Using libtorch in OpenMP gets wrong results

lymhust · February 18, 2021, 9:24am

I want to use libtorch functions in OpenMP. However, there are some problems:

Only the last thread returns correct results.
Other threads get wrong results.

Has anyone encountered the same problem? Thanks!

lymhust · February 19, 2021, 3:58am

Finally, I found that maybe it is caused by set_num_interop_threads.
For earlier libtorch (e.g. libtorch 1.0.0, libtorch 1.1.0), there are no functions like at::set_num_interop_threads or torch::set_num_interop_threads, and only one thread works when calling libtorch functions in OpenMP.
From libtorch 1.2.0, we can find at::set_num_interop_threads in <ATen/Parallel.h> or torch::set_num_interop_threads in <torch/utils.h> in later versions, and the final results are correct.

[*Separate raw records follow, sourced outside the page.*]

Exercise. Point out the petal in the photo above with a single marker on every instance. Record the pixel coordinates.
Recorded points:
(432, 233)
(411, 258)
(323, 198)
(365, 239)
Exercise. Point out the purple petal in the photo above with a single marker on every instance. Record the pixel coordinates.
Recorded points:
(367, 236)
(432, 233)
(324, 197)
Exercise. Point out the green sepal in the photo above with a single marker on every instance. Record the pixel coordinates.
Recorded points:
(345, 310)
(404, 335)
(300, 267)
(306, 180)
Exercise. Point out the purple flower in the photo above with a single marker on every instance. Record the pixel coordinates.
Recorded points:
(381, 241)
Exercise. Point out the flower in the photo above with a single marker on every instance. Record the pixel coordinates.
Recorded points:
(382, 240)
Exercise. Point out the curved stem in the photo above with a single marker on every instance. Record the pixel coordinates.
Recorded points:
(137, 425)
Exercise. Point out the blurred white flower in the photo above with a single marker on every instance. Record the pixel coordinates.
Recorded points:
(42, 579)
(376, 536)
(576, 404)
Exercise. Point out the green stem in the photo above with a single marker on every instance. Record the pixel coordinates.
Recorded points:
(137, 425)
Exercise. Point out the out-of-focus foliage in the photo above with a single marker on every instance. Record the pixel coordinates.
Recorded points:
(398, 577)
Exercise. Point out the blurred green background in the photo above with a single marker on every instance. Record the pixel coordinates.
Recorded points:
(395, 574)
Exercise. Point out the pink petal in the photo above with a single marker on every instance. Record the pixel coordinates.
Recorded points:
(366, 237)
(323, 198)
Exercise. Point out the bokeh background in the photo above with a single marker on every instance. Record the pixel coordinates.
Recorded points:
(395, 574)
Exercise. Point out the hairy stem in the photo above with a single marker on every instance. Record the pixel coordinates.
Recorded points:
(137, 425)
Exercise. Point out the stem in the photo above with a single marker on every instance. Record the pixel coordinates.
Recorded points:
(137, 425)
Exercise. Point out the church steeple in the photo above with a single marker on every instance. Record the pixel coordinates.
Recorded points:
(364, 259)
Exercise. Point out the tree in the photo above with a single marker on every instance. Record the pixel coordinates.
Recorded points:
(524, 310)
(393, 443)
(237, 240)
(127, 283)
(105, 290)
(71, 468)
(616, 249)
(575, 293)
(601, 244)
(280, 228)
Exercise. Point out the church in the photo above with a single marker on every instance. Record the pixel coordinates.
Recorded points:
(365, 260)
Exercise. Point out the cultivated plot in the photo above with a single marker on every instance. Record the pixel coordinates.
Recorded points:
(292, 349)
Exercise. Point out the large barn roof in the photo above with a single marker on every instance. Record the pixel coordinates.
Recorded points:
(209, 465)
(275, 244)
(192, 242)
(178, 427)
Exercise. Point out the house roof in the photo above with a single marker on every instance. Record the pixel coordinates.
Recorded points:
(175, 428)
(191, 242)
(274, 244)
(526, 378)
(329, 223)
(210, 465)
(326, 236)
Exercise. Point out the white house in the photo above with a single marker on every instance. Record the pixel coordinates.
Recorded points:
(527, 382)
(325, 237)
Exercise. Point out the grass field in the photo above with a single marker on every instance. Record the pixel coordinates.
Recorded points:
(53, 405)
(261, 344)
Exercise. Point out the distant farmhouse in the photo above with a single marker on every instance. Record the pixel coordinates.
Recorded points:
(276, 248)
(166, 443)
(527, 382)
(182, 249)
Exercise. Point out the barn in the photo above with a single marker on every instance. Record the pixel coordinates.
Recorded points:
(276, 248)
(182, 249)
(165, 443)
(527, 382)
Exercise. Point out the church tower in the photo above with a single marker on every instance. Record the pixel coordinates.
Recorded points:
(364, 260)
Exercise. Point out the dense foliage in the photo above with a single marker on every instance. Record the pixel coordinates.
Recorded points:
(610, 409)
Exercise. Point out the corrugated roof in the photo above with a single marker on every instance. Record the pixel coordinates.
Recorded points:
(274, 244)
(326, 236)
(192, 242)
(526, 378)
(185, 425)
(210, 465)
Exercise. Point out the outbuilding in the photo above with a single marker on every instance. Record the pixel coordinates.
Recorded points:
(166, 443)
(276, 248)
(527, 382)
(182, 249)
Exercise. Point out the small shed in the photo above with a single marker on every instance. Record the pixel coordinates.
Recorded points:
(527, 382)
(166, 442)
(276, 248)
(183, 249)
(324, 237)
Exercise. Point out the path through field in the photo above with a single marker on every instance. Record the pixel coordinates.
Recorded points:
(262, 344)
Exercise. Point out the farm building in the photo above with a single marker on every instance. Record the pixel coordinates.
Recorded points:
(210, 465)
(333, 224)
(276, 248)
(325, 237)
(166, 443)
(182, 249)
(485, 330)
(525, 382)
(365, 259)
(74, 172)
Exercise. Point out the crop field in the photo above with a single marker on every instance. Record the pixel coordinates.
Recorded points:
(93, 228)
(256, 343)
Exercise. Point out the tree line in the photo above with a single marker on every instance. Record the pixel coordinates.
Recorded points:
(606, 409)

xym2009 · August 4, 2021, 11:44am

I’ve also used libtorch (GPU) functions in OpenMP, and I notice the computation time is not linearly reduced as CPU functions. For example, a function need 1000ms in one core, and 100ms using OpenMP with 10 cores; however, for GPU, a function may need 100ms, while using OpenMP with 10 cores, the time may be 80ms (the GPU memory is enough), do you have any idea about this problem? Thanks a lot!